Le Communalisme insoumis marketing politique ou vrai projet ?

En ce moment, certains spécialistes des pensées municipalistes défendent la thèse que les insoumis n’ont rien de communalistes. Essayons d’y voir plus clair.

Du coté des références Murray Bookchin est mort (reste ses ouvrages), Abdullah Öcalan a 76 ans, dont 26 passés en prison ; il y a peu de chance qu’il nous donne son avis.

Pour ma petite part, après trente années consacrées à l’étude de la démocratie réelle — expression chère au mouvement des Indignés (M15) — et de ses multiples déclinaisons, parfois instrumentalisées (démocratie participative, participation citoyenne, sociocratie, holacratie, autogestion, démocratie directe…), je suis convaincu que rien ne remplace la pratique. Or cette pratique manque cruellement : dans nos études, dans notre travail, jusque dans les maisons de retraite, les occasions d’exercer une véritable démocratie sont rares. Dans ce cadre, il est difficile qu’un véritable communaliste se mette en place en France (il existe de rare expériences).

Par contre le communalisme ne peut jamais être entièrement défini à l’avance : par essence, il appartient aux participants de le façonner. Ce n’est donc pas un dogme figé. Donc libre aux insoumis de l’interpréter à leur manière.

Mais je reste toutefois persuadé qu’un élément est indispensable à son accomplissement. Cet élément, c’est une attitude humaniste : reconnaître en chaque personne un autre soi-même, un être humain égal. De cette base découle tout le reste.
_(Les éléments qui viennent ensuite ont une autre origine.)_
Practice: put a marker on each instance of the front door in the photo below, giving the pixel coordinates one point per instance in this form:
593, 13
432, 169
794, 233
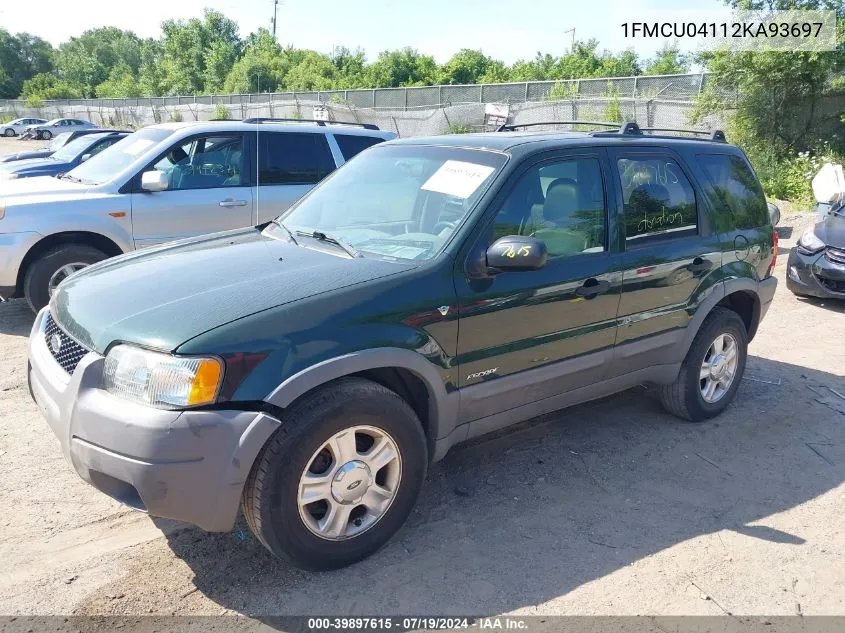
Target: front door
529, 335
671, 250
209, 191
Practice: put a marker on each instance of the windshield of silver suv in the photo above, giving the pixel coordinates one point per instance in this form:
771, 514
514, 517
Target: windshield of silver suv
395, 202
106, 165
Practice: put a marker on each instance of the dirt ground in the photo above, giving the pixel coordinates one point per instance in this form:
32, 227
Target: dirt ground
613, 507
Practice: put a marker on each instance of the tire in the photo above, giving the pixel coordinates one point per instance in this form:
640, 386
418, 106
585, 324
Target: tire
684, 397
271, 493
36, 284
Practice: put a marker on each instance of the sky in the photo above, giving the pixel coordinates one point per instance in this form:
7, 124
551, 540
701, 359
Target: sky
505, 30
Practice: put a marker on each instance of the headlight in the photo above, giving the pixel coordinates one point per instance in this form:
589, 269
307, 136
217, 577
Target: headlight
161, 380
809, 242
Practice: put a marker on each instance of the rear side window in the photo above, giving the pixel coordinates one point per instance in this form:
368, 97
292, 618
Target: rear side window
293, 158
737, 189
659, 200
351, 145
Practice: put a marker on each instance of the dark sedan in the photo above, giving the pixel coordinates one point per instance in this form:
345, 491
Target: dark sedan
63, 160
816, 266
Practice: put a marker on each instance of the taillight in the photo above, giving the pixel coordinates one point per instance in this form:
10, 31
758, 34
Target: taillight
774, 250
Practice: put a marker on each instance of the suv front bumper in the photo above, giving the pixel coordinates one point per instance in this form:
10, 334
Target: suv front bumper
185, 465
13, 248
815, 275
C’est cette confiance fondamentale en l’autre qui rend possible l’émergence d’une démocratie authentique. Sans cette foi dans l’être humain, aucun communalisme ne peut tenir ; on retombe inévitablement dans une forme de délagation et de contrôle.

En ce qui concerne le communalisme insoumis, il semble qu’il n’arrive pas à se mettre en place même à l’interne. l’expérience nous le montre.
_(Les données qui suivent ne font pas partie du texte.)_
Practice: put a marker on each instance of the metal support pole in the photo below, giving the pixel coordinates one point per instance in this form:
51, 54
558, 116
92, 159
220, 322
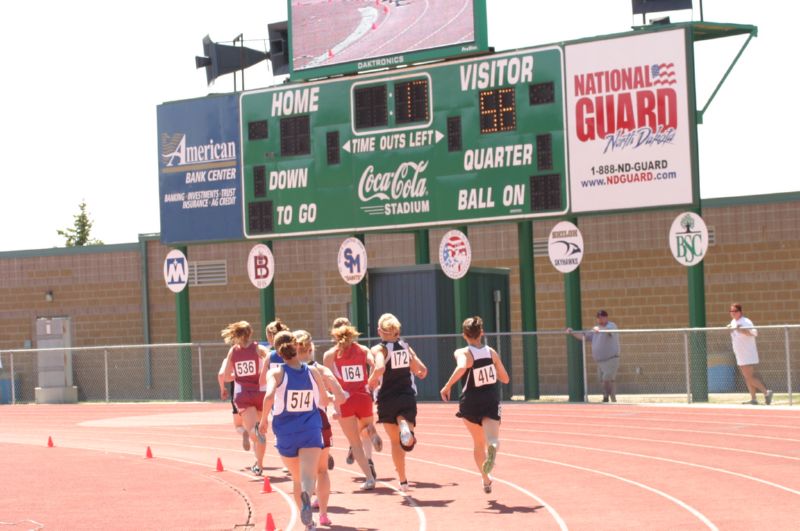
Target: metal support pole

Le message de Yannis Akouche (qui ne veut pas figurer dans la liste LFI à St etienne) est un événement majeur et plein d’enseignements. En tout cas, personellement celà m’évoque un phénomène grave que je pourrais résumer ainsi. Les éléments les plus autonomes, les plus horizontaux, sont souvent marginalisés, parfois parce qu’ils dérangent, parfois parce qu’ils refusent de se laisser intégrer dans une logique plus centralisée.

Pour quoi sont ils exclus (comme Fabrice ou moi) ou s’auto-exclus (comme Yannis ou corinne) ?

C’est parcequ’ils échappent au contrôle, et en effet, ils ont un travail qui les rend indépendant et ils s’appuient sur leur propre réseau local, ils ont leur propre réseau de communication etc…

Leur simple existence, leur autonomie rappelle que le mouvement pourrait fonctionner de manière plus horizontale. Cela dérange ceux qui veulent verrouiller la structure et garder le pouvoir pour eux.

La politique traditionelle rejette ce qu’elle ne peut pas contrôler.

C’est le cas dans tous les partis jusqu’à présent.

La liberté est valorisée dans le discours, mais rarement dans la pratique.

Mais sans liberté (autonomie et solidarité) à la base, pas de communalisme possible.